British finance minister Rishi Sunak has promised there will not be a return to austerity due to its Covid-19 response.
But he also warned the UK will not have a normal Christmas due to the pandemic.
Mr Sunak said he will announce "quite a significant" increase in funding for public services in a one-year spending plan on Wednesday.
"You will not see austerity next week," he told Sky News on Sunday. "What you will see is an increase in the government's spending on day-to-day public services, and quite a significant one, coming on the increase that we had last year."
Mr Sunak will announce the heaviest public borrowing since the Second World War after Britain suffered the biggest economic crash in over 300 years.
Economists believe Britain is on course to borrow about £400 billion pounds ($531.28 billion) this year, approaching 20 per cent of its gross domestic product, or nearly double its borrowing after the global financial crisis.
Mr Sunak said the forecasts to be published alongside his spending blueprint would show the "enormous strain" that coronavirus has put on the economy and the priority for his plan would be to fight the pandemic.
On Saturday, Britain's finance ministry announced that Mr Sunak was expected to announce a one-year package worth more than £3 billion pounds ($3.98 billion) to support the state-run National Health Service as it struggles with coronavirus.
He said the government will think about restoring public finances once the Covid-19 crisis is over, and until then will focus on fighting the pandemic.
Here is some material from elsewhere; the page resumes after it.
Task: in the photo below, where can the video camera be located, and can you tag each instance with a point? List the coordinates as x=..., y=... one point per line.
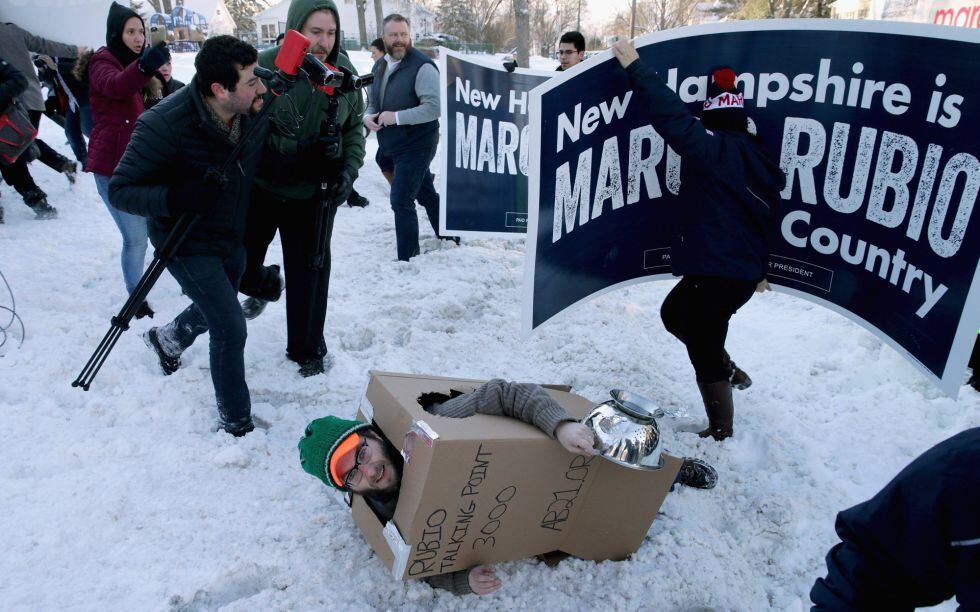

"Once we get through this crisis we need to think more about returning to a more normal path, but as of now we are able to do what we need to do and we are able to do that at an affordable cost and use those funds to support the economy and support businesses through this crisis," he told Times Radio.
Due to the second wave of the pandemic, Mr Sunak said Britons will not be able to enjoy a normal Christmas, but said the government is looking at ways to enable families to get together.
"Frustrating as it is for all of us, Christmas is not going to be normal this year," he told Sky's Sophie Ridge on Sunday.
"But that said, the Prime Minister is, for example, looking at ways to see how families can spend time with each other."
Despite the UK's Brexit negotiations being overshadowed by the pandemic, Mr Sunak said Britain hoped to strike a trade deal with the European Union.
Asked what the effect of not having a free-trade deal in place after the transition period ends on December 31, Mr Sunak said: "It's very difficult to be precise about the near-term effects.
"But I'd agree with what the Prime Minister has said, in the short-term specifically and most immediately, it would be preferable to have a deal because it would ease things in the short term.
"But the most important impact on our economy next year is not going to be from that, it's because of coronavirus."
A deal that comes into force when the Brexit transition period ends on December 31 would be “preferable,” he added.